Click right on “article count” to get this list. The entry in the last column is the number of articles.

English 1500 M 24 9,889,432 3,455,258
German 185 M 37 1,430,338 1,144,176
French 200 M 24 864,971 1,025,634
Italian 70 M 41 573,373 750,766
Polish 43 M 37 491,742 745,231
Japanese 132 M 31 1,580,599 719,097
Spanish 500 M 8 1,396,322 667,680
Dutch 27 M 53 218,313 648,999
Portuguese 290 M 6 496,775 615,648
Russian 278 M 14 743,631 598,020
Swedish 10 M 86 114,876 370,206
Chinese 1300 M 1 68,754 319,887
Catalan 9 M 45 26,273 287,160
Norwegian 5 M 116 54,491 276,833
Finnish 6 M 108 87,980 253,528
Ukrainian 45 M 12 40,160 239,576
Hungarian 15 M 43 59,922 179,707
Czech 12 M 48 80,683 176,709
Romanian 28 M 11 39,075 152,630
Turkish 70 M 7 97,915 152,532
Korean 78 M 9 48,052 147,450
Danish 6 M 49 34,653 137,344
Esperanto 1 M 98 13,905 136,348
Serbian 12 M 16 8,104 135,680
Indonesian 250 M 0.9 72,794 134,781
Vietnamese 80 M 3 41,171 131,697
Arabic 530 M 1 73,754 130,833
Lithuanian 4 M 34 19,805 120,962
VolapĆ¼ 10 600000 1,163 118,847
Slovak 7 M 20 22,554 118,558
Hebrew 10 M 70 50,084 111,571

ZAGWRITER's avatar

“Still, I would have expected that the number of published books was declining after the revolution in 1979.” @mattbrowne , ahh, Good call.

sugabelly's avatar

Excuse me but where are you getting these fictitious numbers?

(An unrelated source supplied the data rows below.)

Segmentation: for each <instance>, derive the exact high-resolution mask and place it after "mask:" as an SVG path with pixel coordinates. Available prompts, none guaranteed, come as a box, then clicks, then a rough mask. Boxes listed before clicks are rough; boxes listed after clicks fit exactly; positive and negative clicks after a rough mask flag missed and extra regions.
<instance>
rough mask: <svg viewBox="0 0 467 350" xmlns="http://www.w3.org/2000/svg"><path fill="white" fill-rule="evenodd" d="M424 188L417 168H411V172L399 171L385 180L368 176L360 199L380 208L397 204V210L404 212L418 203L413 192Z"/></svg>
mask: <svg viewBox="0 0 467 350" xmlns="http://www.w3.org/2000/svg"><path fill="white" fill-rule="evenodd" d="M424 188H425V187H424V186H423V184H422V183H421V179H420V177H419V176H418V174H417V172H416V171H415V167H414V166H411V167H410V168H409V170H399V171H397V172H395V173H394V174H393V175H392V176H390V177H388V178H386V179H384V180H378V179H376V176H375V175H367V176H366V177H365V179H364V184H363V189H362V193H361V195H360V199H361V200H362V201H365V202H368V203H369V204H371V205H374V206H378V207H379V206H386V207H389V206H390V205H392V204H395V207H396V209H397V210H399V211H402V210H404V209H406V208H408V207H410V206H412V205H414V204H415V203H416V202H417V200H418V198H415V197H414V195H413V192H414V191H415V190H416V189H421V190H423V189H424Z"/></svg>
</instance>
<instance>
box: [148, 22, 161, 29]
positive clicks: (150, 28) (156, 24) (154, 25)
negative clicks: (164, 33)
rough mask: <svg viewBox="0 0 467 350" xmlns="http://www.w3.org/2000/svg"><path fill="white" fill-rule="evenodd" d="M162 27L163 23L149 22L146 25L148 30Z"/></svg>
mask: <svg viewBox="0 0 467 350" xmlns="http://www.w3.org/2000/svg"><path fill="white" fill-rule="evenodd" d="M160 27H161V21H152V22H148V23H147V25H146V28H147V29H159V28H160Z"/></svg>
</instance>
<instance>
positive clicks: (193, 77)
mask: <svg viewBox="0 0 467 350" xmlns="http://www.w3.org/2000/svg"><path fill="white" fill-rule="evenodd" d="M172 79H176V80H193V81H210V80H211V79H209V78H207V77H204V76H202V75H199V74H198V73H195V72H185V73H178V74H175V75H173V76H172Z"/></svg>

I am Nigerian and I live in Nigeria, and Nigeria publishes hordes of books every year.

Wow, I knew foreign media were fond of publishing rubbish statistics about my country but this is a new low. 5 ? Really? 5???????

mattbrowne's avatar

I took it from

http://en.wikipedia.org/wiki/Books_published_per_country_per_year

which gets updated and corrected frequently. According to the more up to date list, Nigeria published 1,314 books in 1991.